Rudolph stars as the local queen bee, who ends up facing off against Adams as both seek to be the town’s superior villain. “Don’t tell me who you thought won, we’ll just leave it at a draw for now,” joked Adams.
As part of their villain-off, the two share a breakout song and dance number, which Rudolph said they “worked our little butts off” for.
“It was one of those movies where you really had to train and I worked on the song every day — I’m never that responsible! I worked every day on the song and I did my choreography, I got my little shoes,” Rudolph continued. “It was really exciting, it was like all of those years of being a theater nerd really paid off, all of those musical theater productions I was a part of. It was my happy place.”
Director and executive producer Adam Shankman said Rudolph was his first choice to play the opposing villain, which Adams was immediately onboard with. “The idea of that toe-to-toe was just too much to resist,” he said.
Adams and Rudolph weren’t the only ones immersed in musical numbers, as Dempsey also got his first, which he said “was really a lot of fun. It was nerve-wracking at the beginning but it was really fun the process of trying to discover your voice and hit the notes and slowly building the song. Even the dancing was fun.”
Menzel, who surprisingly did not sing in Enchanted, gets her own song. Because the movie filmed during the pandemic, she revealed that she recorded the vocal used in the film in her bedroom closet.
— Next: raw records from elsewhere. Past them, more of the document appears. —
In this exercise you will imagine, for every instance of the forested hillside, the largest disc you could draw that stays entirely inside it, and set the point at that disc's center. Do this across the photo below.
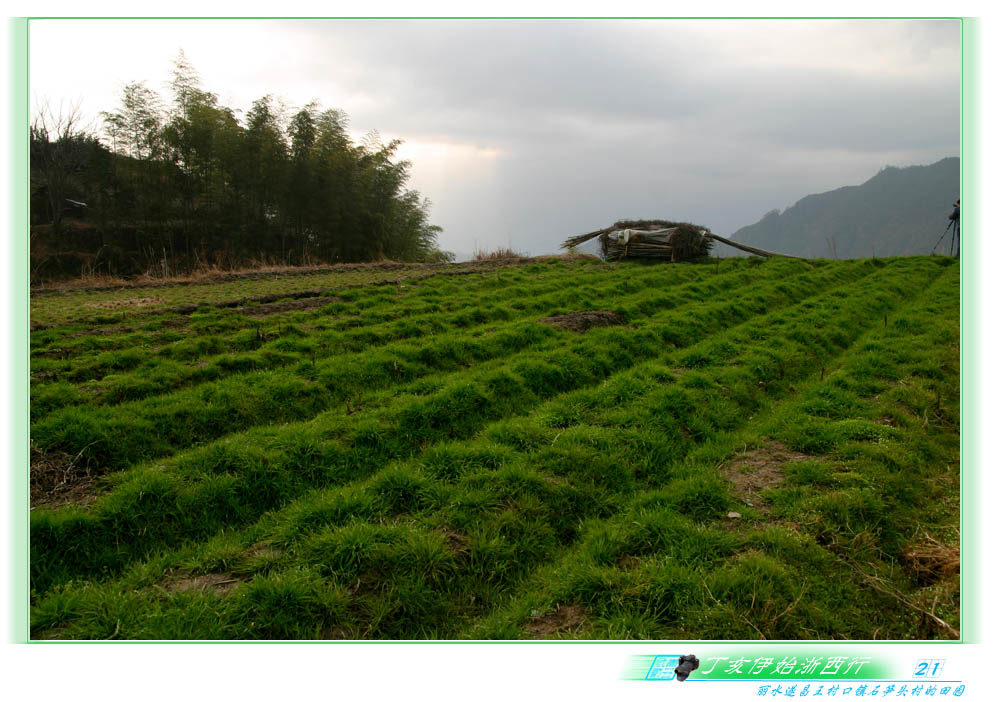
(169, 187)
(898, 212)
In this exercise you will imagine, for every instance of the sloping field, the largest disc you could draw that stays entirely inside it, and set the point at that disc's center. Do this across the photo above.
(759, 449)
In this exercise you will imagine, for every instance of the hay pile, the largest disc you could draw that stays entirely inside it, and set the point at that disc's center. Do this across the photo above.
(657, 238)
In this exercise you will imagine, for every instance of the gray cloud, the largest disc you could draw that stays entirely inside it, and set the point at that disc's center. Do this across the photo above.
(556, 127)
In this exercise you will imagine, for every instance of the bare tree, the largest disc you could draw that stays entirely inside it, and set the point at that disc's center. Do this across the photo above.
(59, 145)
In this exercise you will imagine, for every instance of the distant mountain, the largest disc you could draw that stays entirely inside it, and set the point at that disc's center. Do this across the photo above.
(898, 212)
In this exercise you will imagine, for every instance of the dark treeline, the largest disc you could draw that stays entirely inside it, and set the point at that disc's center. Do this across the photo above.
(169, 188)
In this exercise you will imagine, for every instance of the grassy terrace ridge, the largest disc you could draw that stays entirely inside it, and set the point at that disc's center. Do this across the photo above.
(758, 449)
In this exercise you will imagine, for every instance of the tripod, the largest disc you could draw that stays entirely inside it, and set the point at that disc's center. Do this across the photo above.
(954, 227)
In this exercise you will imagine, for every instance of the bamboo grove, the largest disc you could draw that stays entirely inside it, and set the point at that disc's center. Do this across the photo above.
(165, 188)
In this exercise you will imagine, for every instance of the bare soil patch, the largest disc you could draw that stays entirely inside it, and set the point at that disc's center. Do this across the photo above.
(759, 469)
(131, 302)
(287, 305)
(456, 542)
(59, 479)
(931, 560)
(219, 583)
(565, 618)
(581, 321)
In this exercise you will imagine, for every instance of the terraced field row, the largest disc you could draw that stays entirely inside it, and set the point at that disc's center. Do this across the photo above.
(500, 477)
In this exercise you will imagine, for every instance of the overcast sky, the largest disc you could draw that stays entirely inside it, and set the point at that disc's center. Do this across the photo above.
(525, 132)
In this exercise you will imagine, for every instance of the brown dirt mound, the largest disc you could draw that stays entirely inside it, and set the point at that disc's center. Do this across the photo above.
(132, 302)
(758, 469)
(58, 479)
(581, 321)
(932, 561)
(565, 618)
(220, 583)
(277, 307)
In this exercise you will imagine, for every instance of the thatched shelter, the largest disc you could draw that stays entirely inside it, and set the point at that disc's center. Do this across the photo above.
(657, 238)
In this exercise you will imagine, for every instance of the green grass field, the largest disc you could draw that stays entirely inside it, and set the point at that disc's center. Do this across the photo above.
(759, 449)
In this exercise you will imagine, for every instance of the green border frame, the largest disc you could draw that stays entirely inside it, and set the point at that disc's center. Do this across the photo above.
(18, 282)
(969, 302)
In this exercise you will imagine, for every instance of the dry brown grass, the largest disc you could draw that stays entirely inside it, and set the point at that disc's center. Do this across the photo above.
(502, 254)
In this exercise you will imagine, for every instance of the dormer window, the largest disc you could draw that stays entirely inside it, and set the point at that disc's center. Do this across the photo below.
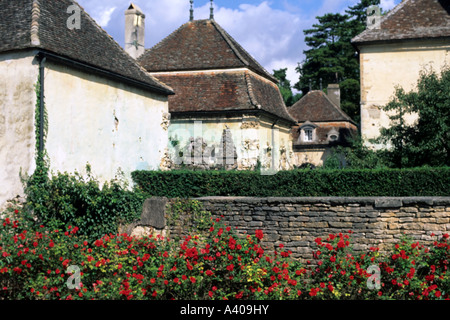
(308, 135)
(307, 132)
(333, 135)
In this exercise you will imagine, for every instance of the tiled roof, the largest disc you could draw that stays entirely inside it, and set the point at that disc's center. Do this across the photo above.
(411, 19)
(344, 131)
(221, 91)
(315, 106)
(42, 24)
(199, 45)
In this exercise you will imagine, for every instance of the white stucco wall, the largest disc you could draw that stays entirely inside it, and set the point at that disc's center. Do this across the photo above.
(251, 137)
(18, 76)
(385, 66)
(110, 125)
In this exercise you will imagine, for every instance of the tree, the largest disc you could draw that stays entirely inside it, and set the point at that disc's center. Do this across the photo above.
(426, 141)
(331, 58)
(285, 87)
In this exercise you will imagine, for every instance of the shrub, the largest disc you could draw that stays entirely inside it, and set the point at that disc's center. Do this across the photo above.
(96, 209)
(218, 263)
(296, 183)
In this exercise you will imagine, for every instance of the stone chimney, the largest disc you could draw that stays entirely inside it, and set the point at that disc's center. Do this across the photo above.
(334, 94)
(134, 31)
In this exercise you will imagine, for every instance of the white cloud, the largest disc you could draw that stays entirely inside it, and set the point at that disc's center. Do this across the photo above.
(274, 37)
(104, 17)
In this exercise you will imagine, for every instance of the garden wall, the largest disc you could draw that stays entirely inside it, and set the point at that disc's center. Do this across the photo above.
(297, 222)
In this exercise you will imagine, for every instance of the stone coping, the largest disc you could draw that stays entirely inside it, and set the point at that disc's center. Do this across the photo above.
(378, 202)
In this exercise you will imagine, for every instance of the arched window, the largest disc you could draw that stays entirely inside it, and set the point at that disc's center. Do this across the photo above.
(307, 132)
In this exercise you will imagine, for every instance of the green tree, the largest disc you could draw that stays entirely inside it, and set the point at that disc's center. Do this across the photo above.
(427, 140)
(285, 87)
(331, 58)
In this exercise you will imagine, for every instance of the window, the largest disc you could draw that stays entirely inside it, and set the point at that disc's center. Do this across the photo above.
(308, 135)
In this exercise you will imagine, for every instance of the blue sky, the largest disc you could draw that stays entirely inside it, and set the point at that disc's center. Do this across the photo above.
(270, 30)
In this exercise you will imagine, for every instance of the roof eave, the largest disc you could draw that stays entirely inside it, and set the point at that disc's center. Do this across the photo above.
(103, 72)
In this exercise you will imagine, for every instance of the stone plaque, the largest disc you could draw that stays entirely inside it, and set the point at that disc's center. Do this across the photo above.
(153, 212)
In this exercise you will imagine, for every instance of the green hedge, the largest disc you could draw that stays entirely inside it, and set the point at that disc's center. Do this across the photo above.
(296, 183)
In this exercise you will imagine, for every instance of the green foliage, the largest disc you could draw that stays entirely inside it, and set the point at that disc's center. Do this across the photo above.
(427, 140)
(296, 183)
(285, 87)
(356, 156)
(65, 199)
(35, 264)
(186, 215)
(332, 58)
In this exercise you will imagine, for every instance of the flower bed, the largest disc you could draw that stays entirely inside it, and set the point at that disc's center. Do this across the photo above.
(37, 263)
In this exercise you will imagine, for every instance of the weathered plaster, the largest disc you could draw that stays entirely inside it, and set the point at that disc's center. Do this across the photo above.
(385, 66)
(110, 125)
(254, 139)
(18, 75)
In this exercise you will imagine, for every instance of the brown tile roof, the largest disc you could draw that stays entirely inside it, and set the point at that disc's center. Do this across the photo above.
(344, 131)
(221, 91)
(45, 22)
(411, 19)
(315, 106)
(199, 45)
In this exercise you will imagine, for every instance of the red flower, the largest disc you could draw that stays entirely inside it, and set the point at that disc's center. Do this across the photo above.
(259, 234)
(313, 292)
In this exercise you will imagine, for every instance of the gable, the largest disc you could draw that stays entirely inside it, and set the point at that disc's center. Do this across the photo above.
(411, 19)
(199, 45)
(42, 24)
(317, 107)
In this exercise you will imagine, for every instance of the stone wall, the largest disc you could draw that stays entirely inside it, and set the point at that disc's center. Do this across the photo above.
(297, 222)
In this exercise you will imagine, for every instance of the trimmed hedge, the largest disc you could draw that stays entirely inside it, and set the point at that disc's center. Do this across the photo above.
(296, 183)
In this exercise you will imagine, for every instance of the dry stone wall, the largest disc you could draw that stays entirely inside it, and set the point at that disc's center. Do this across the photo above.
(297, 222)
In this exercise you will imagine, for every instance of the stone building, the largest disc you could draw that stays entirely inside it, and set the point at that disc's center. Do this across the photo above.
(413, 37)
(100, 106)
(322, 125)
(221, 93)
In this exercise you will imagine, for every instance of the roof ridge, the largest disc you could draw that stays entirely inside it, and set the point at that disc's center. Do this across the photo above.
(34, 30)
(383, 18)
(299, 105)
(228, 39)
(251, 94)
(124, 53)
(160, 42)
(233, 44)
(336, 107)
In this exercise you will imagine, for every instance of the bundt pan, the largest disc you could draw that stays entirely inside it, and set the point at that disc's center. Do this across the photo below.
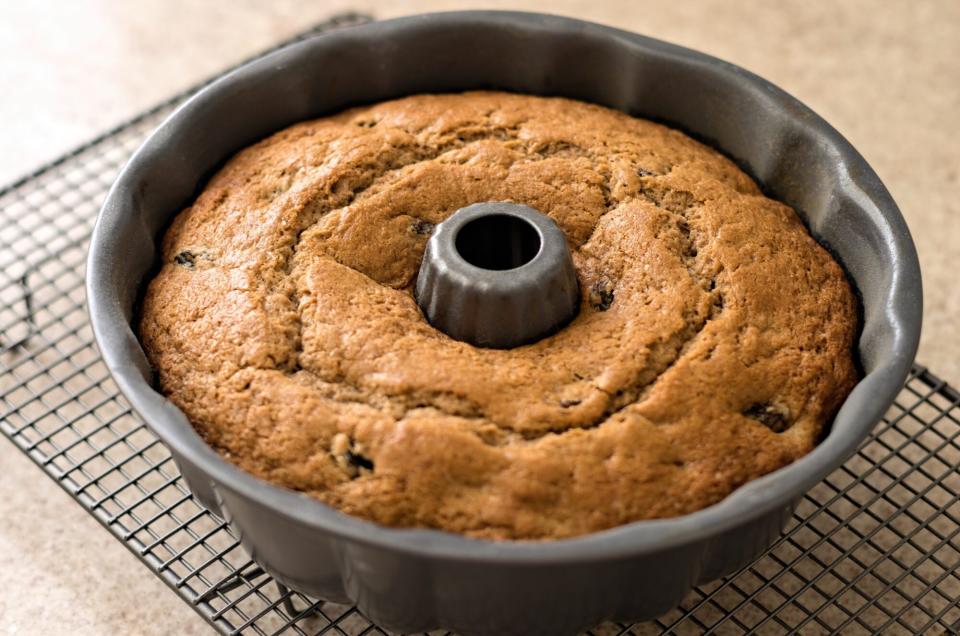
(413, 580)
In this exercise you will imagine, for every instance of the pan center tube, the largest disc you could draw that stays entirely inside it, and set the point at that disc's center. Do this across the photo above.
(497, 275)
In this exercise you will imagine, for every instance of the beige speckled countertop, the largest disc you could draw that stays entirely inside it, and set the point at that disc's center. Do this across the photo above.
(887, 75)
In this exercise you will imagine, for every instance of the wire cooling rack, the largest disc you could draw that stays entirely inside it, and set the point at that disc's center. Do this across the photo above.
(873, 549)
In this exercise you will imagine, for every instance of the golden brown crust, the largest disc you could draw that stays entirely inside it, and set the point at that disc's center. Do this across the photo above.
(713, 342)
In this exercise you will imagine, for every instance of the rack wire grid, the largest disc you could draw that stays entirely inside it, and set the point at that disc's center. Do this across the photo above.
(873, 549)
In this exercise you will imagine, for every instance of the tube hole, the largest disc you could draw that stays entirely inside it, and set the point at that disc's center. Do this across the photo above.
(498, 242)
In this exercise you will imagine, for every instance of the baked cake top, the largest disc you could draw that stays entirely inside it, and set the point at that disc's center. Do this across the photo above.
(713, 342)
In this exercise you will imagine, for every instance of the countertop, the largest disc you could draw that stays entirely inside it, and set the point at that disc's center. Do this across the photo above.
(886, 75)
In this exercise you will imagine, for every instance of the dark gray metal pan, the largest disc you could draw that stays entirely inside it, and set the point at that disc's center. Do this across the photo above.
(412, 580)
The actress also shares some musical moments with Marsden.
The actor joked Menzel is “a good song partner in a sense that she’s going to make you sound good, but not a good song partner in that you’re just going to pale in comparison to her. So it’s just like which one is it? We’ll see!”
As for how the sequel will compare to the beloved original, Shankman said he tried to keep the same tone and tropes and “loving wink at Disney” of the first film while bringing in a quite different plot.
“It became more about family. The first movie was essentially a romantic comedy, but it was also hinging on the fact that Giselle was a fish out of water. She’s not a fish out of water anymore so we had to make everyone else a fish out of water,” he said. “Unless you wanted her to have marital problems with Robert, which we did not want to do, the romantic comedy thing wasn’t so much there, so it was about creating all of the energy that makes it feel like Enchanted, with an entirely new set of rules.”
Disenchanted starts streaming on Disney+ on Friday.